The integrated projects were well regarded by most, permitting a scale of collaborative-research activity not easily replicated through national schemes, and with the added advantage of accessing unique competences and more extensive value chains. The scale and scope permitted was believed to be really important to people’s ambitions to move forward a research agenda. People noted certain risks inasmuch as these very large projects and consortia are hugely difficult to manage and can sometimes dissemble.
The Networks of Excellence generated few comments, as they have largely run their course, however a minority of contributors did offer the view that this kind of partnership-building and knowledge- sharing structure should have been hugely valuable for progressing the ERA and for helping to address the FP ‘Achilles heel,’ demonstration and exploitation.
The ERC Starting Grant has proved to be particularly attractive, and providing a very substantial additional ‘fellowship’ fund for early-career researchers as compared with the national schemes on offer through various research councils.

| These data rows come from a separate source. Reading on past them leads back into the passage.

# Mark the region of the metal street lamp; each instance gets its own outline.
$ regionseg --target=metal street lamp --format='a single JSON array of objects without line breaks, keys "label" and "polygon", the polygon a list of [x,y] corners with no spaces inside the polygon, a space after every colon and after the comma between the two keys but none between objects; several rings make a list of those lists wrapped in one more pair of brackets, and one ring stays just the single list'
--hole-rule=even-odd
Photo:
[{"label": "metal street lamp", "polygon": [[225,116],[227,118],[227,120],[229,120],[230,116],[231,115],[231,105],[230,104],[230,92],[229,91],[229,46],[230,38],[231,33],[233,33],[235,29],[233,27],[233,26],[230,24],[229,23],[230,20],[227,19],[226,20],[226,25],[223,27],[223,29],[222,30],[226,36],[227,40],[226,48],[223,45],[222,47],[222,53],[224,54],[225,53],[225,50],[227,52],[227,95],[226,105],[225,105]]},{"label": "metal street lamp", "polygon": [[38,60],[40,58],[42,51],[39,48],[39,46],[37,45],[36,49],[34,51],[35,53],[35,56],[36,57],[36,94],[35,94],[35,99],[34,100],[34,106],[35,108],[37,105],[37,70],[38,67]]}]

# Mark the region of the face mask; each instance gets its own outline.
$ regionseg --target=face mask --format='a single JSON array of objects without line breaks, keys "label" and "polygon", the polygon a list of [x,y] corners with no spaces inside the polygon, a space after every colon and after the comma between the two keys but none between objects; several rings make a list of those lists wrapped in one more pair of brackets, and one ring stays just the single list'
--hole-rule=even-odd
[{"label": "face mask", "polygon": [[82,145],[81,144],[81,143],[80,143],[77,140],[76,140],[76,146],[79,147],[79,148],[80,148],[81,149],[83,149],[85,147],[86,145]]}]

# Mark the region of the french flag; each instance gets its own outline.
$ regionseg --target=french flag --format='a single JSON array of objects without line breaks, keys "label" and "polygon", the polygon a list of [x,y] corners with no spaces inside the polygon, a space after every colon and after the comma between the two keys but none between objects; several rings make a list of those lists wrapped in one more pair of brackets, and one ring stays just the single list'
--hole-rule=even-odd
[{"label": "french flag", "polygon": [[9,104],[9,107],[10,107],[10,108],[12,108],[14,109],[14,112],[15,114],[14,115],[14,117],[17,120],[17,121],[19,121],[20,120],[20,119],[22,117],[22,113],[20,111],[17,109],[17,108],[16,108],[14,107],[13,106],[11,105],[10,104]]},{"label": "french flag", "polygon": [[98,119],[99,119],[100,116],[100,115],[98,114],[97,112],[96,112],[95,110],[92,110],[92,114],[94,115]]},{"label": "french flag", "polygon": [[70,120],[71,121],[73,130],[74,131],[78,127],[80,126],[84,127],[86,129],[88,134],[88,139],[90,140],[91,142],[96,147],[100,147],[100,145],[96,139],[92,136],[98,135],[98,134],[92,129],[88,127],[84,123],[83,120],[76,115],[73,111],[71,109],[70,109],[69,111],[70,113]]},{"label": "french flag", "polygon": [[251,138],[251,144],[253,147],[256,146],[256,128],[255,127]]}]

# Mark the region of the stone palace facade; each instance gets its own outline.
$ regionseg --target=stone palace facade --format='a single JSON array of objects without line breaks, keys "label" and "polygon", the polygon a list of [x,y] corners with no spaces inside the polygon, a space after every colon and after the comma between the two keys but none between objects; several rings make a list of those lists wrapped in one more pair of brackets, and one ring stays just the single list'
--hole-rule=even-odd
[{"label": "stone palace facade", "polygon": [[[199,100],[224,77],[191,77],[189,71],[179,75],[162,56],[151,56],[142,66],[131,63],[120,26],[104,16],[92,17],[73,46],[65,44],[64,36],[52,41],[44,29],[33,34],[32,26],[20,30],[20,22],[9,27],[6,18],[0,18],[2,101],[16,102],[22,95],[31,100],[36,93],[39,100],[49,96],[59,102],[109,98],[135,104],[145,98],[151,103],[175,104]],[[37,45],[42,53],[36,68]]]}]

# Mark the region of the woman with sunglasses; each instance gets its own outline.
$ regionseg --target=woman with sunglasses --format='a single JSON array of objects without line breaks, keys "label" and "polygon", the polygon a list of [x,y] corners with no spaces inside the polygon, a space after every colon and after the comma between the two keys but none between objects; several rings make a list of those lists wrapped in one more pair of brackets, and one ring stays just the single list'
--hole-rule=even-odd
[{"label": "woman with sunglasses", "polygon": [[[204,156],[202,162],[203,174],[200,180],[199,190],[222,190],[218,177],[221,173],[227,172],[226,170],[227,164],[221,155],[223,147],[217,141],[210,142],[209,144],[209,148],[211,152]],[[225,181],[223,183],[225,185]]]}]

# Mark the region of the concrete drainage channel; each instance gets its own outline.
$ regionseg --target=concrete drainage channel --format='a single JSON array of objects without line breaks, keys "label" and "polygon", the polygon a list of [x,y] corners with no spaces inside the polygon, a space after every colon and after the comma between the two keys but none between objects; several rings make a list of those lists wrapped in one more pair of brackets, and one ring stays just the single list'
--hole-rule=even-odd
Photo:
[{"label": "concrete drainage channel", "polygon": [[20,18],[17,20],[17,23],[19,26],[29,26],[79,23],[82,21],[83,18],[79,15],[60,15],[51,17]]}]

While there are very many national schemes, most are small and competition is fierce. The ERC is a welcome boost in terms of the volume of funding available, and should ensure the UK research base is able to retain a larger proportion of the very best people in research careers. Attrition levels amongst young researchers are perhaps too high, and while this does focus the mind (on excellence) it might also be said to be somewhat wasteful of training and talent. Marie Curie Actions are well regarded and are seen as a valuable source of additional capacity as busy UK labs struggle with the limited numbers of fellowships available nationally. MCAs really only confront two challenges, the first being from industry, and the eligibility rules, which essentially exclude them, and the second being from university HR people who perceive an inflationary pressure on researcher wages as MCA allowances are very much more generous than a typical stipend.
The I3s have worked well, providing large numbers of UK academics with access to a long list of novel and interesting facilities that is not readily available nationally. The STFC was also complimentary about the role of the I3s in helping Europe’s scientific communities to have more extensive dialogue around common needs, outside FP.
Government departments tended to favour the ERANETs above all else, and in particular the ERANET plus scheme, as this approach permits policy teams or industry-sponsorship groups to define research
agendas and funding levels. This was not a universal view however, and at least two of the research councils expressed concerns over the protracted process through which partners exchange information and negotiate a common agenda.